Biofilms are common on medical devices and in organs (e.g., catheters, kidney stones).

Invasion and Nutrient Acquisition
After adhesion, pathogens invade tissues and obtain nutrients, often causing cytopathic effects.
Pathogens may stay on the surface, invade deeper tissues, or reside intracellularly.
Invasins (enzymes) help break down tissues, form clots, and induce uptake.
Siderophores and extracellular enzymes scavenge nutrients, especially iron.


Cytopathic Effects
Pathogens and the immune system can damage host cells, causing cytocidal (cell-killing) or noncytocidal (cell-damaging) effects.
Bacteria invade, release toxins, and exploit nutrients.
Viruses disrupt cell function and may transform cells.
Immune Evasion and Suppression
Hiding from Host Immune Defenses
Pathogens evade immune detection by hiding within cells, latency, antigenic masking, mimicry, and variation.
Intracellular pathogens include viruses and some bacteria (Listeria, Mycobacterium).
Latency allows persistent or recurrent disease (e.g., herpes, HIV).
Antigenic masking, mimicry, and variation prevent rapid immune response.

Undermining the Host Immune Response
Pathogens may suppress immune function or avoid phagocytosis by various mechanisms.
Interfere with phagocytosis (capsules, escaping phagosomes, blocking fusion, neutralizing enzymes).
Suppress immune cells, break down antibodies, inhibit signaling.

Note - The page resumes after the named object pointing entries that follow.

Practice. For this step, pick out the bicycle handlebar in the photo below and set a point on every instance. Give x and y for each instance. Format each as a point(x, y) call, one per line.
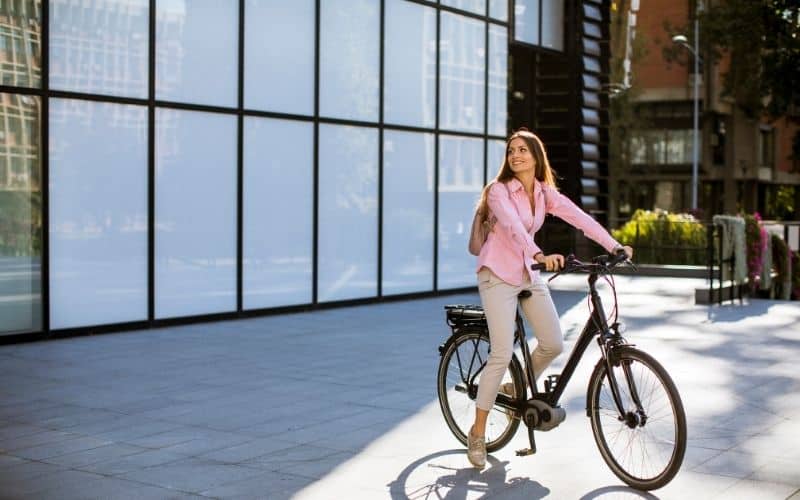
point(601, 263)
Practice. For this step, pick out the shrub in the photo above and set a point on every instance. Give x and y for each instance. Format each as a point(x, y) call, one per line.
point(660, 237)
point(755, 242)
point(780, 252)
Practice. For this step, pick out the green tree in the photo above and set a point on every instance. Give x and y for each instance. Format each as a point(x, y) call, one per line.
point(761, 38)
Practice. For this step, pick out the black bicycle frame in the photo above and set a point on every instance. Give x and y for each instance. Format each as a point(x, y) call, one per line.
point(595, 325)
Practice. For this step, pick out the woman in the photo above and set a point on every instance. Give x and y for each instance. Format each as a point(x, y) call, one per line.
point(519, 197)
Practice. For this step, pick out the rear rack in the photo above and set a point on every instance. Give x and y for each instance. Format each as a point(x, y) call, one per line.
point(461, 315)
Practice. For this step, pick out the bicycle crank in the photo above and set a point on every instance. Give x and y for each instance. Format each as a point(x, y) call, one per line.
point(543, 417)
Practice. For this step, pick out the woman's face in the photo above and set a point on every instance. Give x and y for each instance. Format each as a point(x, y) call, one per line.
point(520, 157)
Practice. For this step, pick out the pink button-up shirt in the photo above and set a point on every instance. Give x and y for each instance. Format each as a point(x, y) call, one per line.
point(509, 248)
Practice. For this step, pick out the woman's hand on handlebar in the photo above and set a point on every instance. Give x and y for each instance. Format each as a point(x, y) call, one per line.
point(628, 251)
point(552, 262)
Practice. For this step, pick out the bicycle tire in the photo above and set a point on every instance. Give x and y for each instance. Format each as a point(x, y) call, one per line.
point(628, 446)
point(458, 407)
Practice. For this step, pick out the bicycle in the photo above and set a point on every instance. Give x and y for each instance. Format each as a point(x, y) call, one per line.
point(636, 413)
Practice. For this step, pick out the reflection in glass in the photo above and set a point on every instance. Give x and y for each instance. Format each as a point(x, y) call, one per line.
point(410, 64)
point(20, 214)
point(408, 163)
point(195, 213)
point(98, 213)
point(498, 9)
point(498, 78)
point(21, 43)
point(349, 59)
point(526, 21)
point(553, 24)
point(475, 6)
point(348, 212)
point(279, 56)
point(197, 51)
point(494, 159)
point(278, 213)
point(462, 66)
point(460, 182)
point(99, 47)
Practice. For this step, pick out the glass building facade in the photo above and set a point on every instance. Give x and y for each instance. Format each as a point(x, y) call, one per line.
point(309, 152)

Transmission and Reservoirs
Transmission to New Hosts
Pathogens must exit the host and transmit to new hosts to perpetuate infection cycles. Symptoms often facilitate transmission.
Portals of exit include feces, urine, blood, saliva, mucus, semen.
Entry and exit portals are often the same.

Reservoirs
Reservoirs are environmental niches or organisms where pathogens persist between infections.
Examples: soil, water, humans, animals, fomites.
Biosafety and Infection Control
Biosafety Levels (BSL)
Biosafety levels dictate laboratory and healthcare practices based on pathogen risk. There are four BSLs, each with specific criteria and examples.
BSL-1: Minimal risk, standard precautions (e.g., Bacillus subtilis).
BSL-2: Moderate risk, not airborne (e.g., Staphylococcus aureus, Salmonella).
BSL-3: Serious/lethal, airborne transmission (e.g., Mycobacterium tuberculosis).
BSL-4: High risk, no cures (e.g., Ebola, Marburg).

Infection Control Practices
Standard and transmission precautions protect healthcare workers and patients from infection.
Universal precautions: treat all patients as potential sources of infection.
Hand washing, gloves, barrier clothing, proper waste management, disinfection.
Transmission precautions: contact, droplet, and airborne precautions for specific pathogens.